岡山県にある国立ハンセン病療養所の「長島愛生園」で1800人以上の遺体を解剖した記録が残されていることがわかりました。
これまでも全国にある国立ハンセン病療養所で入所者の遺体が解剖されていた記録が確認されていて、専門家は「解剖の具体的な目的など、国が主導して全国の療養所で検証を進める必要がある」と指摘しています。

新たに解剖の事実が明らかになったのは、岡山県瀬戸内市にある国立ハンセン病療養所の長島愛生園です。

園には、入所者の遺体解剖の結果を記した「解剖録」合わせて32冊が残されていて、園が設立された、よくとしの昭和6年から昭和31年までの25年間に、1834人の入所者の遺体を解剖していたことが明らかになったということです。

このうち昭和19年までは、亡くなった入所者のうち97%以上が解剖されていたほか、解剖への同意については、入所者が死亡する1週間ほど前に本人以外の別の入所者から取られたケースも確認されたということです。

長島愛生園の山本典良園長はNHKの取材に対し「非常に詳細に解剖の記録が残されていたことを考えると、医学の発展に役立て、入所者たちを救いたいという考えがあったのではないか」とする一方、同意の取り方については「当時の規則が定かではない中、適切な方法だったのか疑問が残る」と話していました。

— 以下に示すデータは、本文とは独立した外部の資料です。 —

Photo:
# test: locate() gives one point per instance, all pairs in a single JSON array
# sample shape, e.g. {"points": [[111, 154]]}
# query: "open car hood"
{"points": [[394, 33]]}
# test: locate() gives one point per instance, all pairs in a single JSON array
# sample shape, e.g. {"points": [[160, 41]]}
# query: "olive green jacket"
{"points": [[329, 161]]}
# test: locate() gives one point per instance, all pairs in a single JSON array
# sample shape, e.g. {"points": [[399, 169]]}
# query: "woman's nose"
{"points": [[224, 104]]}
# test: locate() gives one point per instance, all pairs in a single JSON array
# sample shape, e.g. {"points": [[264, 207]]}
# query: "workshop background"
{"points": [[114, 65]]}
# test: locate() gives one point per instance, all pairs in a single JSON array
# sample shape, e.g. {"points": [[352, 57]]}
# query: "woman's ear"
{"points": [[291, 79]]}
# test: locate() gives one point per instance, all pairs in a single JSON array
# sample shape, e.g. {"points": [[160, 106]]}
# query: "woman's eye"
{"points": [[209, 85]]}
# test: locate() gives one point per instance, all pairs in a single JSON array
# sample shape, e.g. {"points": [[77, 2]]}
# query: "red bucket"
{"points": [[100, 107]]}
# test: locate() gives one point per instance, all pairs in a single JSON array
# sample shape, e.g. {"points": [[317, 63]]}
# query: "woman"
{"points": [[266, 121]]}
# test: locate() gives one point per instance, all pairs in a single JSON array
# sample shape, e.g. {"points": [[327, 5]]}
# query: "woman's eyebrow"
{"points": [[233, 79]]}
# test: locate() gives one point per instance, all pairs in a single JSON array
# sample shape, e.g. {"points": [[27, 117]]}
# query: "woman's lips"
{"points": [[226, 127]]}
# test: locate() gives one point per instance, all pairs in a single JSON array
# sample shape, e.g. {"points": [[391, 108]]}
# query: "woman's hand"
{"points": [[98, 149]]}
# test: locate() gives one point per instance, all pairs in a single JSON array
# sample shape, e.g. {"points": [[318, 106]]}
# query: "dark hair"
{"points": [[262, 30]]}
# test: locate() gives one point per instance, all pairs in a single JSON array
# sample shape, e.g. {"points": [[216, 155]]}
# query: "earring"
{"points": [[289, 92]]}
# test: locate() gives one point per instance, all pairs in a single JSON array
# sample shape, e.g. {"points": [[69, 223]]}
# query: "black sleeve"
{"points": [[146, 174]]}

国立ハンセン病療養所での遺体の解剖をめぐっては、熊本県の療養所で少なくとも389人以上を対象に行われていたことが去年、療養所の調査で分かり、その後、鹿児島県や青森県でも合わせて1193人以上が解剖されていたことがNHKの取材で明らかになりました。

ハンセン病の問題に詳しい九州大学の内田博文名誉教授は「解剖が常態化され療養所という特異な環境で事実上強制的に解剖が行われていた可能性がうかがえる。解剖の具体的な目的など国が主導して全国の療養所で調査・検証を進める必要がある」と指摘しています。